I'm wondering if there is any faster way to do it, besides using multi-core parallel computing. Thanks.
---------------------------------------------------------------------------------------------------------------------------------------------------
Update1. Thanks to @Martin Morgan's suggestion; it makes things 100 times faster.
> microbenchmark(as(unlist(X)[cumsum(c(0, head(lengths(X), -1))) + 5], "GRangesList"))
Unit: milliseconds
expr min
as(unlist(X)[cumsum(c(0, head(lengths(X), -1))) + 5], "GRangesList") 4.518822
lq mean median uq max neval
5.559363 7.725312 6.223389 7.224878 100.3304 100
Update 2. According to @Martin Morgan's second suggestion, splitAsList goes even faster than as(..., "GRangesList").
> microbenchmark(splitAsList(unlist(X)[cumsum(c(0, head(lengths(X), -1))) + 5], 1:100))
Unit: milliseconds
expr
splitAsList(unlist(X)[cumsum(c(0, head(lengths(X), -1))) + 5], 1:100)
min lq mean median uq max neval
4.748592 4.852561 6.094437 4.961308 5.099946 105.5112 100
Update 3. Thanks to @Michael Lawrence's answer too. Indeed it takes about twice the amount of time.

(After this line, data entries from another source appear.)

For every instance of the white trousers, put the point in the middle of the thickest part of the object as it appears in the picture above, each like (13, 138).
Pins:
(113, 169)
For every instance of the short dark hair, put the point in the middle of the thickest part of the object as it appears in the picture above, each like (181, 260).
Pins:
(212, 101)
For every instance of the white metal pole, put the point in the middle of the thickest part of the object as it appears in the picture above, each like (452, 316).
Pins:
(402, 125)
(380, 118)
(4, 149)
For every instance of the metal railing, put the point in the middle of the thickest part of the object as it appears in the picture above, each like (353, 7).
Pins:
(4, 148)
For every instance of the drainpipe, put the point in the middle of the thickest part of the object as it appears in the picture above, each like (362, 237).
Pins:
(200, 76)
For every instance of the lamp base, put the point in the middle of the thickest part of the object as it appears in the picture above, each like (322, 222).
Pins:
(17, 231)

> microbenchmark(res <- as(X[rep(IntegerList(5L), length(X))], "GRangesList"))
Unit: milliseconds
expr min lq
res <- as(X[rep(IntegerList(5L), length(X))], "GRangesList") 10.4255 11.49089
mean median uq max neval
13.41262 12.74597 14.06349 25.7567 100
If we break down the process,
> microbenchmark(i <- rep(IntegerList(5L), length(X)))
Unit: milliseconds
expr min lq mean median
i <- rep(IntegerList(5L), length(X)) 5.770752 7.612974 9.61129 8.744468
uq max neval
10.86042 38.87412 100
> microbenchmark(res <- X[i])
Unit: milliseconds
expr min lq mean median uq max neval
res <- X[i] 5.101723 5.827044 6.797364 6.401072 7.196423 14.13441 100
> microbenchmark(as(res, "GRangesList"))
Unit: microseconds
expr min lq mean median uq max neval
as(res, "GRangesList") 2.064 2.1705 2.39714 2.24 2.313 16.42 100
we can see that constructing a CompressedIntegerList object is the main time consuming step, while subsetting takes similar amount of time as @Martin Morgan's method.
In summary, @Martin Morgan's solution is faster, while @Michael Lawrence's seems more versatile. Both are much more efficient than the original methods, thanks.